Defaults in production

:-default is useful for development. In production, prefer requiring the variable explicitly so a missing secret surfaces as a startup failure rather than silently using a fallback.

File-Based Secrets (_file suffix)

Each credential field has a _file sibling that reads the value from a file path. This is the standard pattern for Docker Secrets and Kubernetes mounted secrets, where a volume provides a file containing a single secret value.

auth:
  type: bearer
  token_file: "/run/secrets/vllm_api_key"

The file contents are trimmed of leading/trailing whitespace.

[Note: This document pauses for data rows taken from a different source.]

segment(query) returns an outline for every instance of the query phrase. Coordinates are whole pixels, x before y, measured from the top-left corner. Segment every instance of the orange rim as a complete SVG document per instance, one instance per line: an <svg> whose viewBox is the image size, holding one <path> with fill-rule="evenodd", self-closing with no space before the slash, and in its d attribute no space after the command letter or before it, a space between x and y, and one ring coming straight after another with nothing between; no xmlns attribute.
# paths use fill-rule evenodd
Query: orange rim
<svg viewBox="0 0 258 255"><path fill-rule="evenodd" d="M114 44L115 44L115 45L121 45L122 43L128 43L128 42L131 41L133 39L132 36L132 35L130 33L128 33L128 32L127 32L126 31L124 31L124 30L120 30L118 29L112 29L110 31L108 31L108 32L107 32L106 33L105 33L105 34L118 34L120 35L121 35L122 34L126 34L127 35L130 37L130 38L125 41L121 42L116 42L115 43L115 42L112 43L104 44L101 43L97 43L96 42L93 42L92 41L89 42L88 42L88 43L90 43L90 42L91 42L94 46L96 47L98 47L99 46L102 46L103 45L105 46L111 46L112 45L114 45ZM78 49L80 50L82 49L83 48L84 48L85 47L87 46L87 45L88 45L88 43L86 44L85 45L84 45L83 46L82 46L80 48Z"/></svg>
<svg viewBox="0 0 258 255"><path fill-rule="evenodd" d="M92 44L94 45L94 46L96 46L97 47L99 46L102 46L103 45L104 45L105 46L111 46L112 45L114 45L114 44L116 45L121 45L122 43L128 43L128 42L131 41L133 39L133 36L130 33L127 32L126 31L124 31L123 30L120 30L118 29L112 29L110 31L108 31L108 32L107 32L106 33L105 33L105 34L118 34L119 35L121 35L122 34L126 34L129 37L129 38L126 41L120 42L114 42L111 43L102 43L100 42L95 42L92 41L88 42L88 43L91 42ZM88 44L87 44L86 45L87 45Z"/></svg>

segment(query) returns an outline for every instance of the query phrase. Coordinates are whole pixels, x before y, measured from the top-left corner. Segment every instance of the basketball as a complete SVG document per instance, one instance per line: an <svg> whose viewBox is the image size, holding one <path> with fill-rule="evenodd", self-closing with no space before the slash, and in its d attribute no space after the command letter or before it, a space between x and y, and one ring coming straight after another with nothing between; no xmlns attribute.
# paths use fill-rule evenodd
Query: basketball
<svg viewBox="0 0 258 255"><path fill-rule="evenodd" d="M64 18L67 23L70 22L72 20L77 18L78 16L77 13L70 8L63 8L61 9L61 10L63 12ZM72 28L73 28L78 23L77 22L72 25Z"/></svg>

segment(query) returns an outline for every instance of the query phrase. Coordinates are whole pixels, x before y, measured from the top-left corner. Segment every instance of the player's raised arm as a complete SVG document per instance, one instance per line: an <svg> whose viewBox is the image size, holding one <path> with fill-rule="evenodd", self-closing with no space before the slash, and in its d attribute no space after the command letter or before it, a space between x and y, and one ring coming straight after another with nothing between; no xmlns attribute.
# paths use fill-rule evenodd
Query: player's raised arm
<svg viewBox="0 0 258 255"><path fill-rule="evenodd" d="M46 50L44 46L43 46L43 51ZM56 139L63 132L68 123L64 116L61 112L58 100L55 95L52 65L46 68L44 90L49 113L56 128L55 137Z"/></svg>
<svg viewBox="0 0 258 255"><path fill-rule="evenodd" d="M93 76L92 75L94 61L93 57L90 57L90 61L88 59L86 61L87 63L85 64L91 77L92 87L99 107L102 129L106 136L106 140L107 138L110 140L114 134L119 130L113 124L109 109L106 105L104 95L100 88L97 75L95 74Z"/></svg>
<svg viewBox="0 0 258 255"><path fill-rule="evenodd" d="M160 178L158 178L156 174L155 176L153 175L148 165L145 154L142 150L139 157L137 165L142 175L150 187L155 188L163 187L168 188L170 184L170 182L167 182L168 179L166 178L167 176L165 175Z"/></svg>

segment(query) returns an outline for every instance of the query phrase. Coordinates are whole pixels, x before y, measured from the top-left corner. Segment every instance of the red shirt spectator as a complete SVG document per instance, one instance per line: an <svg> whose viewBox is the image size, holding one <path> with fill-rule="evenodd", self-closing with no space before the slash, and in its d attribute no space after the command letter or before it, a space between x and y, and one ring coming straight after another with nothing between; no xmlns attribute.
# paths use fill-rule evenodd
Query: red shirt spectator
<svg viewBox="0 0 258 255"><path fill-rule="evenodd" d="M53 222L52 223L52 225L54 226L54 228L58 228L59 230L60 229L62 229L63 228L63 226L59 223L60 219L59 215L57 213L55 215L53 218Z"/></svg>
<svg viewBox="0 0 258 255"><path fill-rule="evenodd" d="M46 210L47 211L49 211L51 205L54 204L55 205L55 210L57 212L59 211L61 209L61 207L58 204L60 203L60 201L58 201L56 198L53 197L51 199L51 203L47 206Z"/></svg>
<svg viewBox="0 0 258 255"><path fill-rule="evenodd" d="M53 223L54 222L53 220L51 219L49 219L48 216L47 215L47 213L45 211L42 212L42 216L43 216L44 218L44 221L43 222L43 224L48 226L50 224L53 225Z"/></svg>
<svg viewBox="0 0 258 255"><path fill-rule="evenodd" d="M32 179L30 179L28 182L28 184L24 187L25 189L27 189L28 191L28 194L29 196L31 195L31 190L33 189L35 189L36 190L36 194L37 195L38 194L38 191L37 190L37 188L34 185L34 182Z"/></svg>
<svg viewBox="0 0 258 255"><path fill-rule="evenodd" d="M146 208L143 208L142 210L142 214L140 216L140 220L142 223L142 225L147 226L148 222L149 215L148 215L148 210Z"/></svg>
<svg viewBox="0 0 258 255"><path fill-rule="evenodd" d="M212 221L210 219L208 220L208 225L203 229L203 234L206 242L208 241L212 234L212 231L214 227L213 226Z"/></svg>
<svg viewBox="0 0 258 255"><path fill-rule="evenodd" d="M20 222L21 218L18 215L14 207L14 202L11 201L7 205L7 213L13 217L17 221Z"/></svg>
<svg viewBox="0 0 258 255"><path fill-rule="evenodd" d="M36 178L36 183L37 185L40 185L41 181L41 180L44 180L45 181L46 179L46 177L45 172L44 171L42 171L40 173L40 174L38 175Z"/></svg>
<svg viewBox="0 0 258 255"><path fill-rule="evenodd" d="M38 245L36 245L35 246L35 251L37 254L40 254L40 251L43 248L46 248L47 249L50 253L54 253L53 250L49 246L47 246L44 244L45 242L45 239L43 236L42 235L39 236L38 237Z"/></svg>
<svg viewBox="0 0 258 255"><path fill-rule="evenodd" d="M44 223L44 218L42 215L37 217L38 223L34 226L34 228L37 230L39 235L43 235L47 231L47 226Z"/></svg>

Setting both the inline field and the _file field is a fatal startup error.

Available _file Fields

Auth type Inline field File field
bearer token token_file
api_key key key_file
basic username username_file
basic password password_file

Docker Compose Example

# docker-compose.yml
services:
  olla:
    image: ghcr.io/thushan/olla:latest
    secrets:
      - vllm_api_key
    volumes:
      - ./config.local.yaml:/app/config/config.local.yaml

secrets:
  vllm_api_key:
    file: ./secrets/vllm_api_key.txt

# config.local.yaml
discovery:
  static:
    endpoints:
      - url: "http://vllm:8000"
        name: "vllm"
        type: "vllm"
        auth:
          type: bearer
          token_file: "/run/secrets/vllm_api_key"

Kubernetes Secret Example

apiVersion: v1
kind: Secret
metadata:
  name: olla-backend-creds
stringData:
  vllm-token: "sk-my-token"
---
# In your Deployment, mount as a volume or env var:
env:
  - name: VLLM_API_KEY
    valueFrom:
      secretKeyRef:
        name: olla-backend-creds
        key: vllm-token

Then reference it from config:

auth:
  type: bearer
  token: "${VLLM_API_KEY}"

The headers: Escape Hatch

For backends that need authentication headers that don't fit bearer/api_key/basic, use the headers: map directly. Headers set here are copied verbatim on every forwarded request.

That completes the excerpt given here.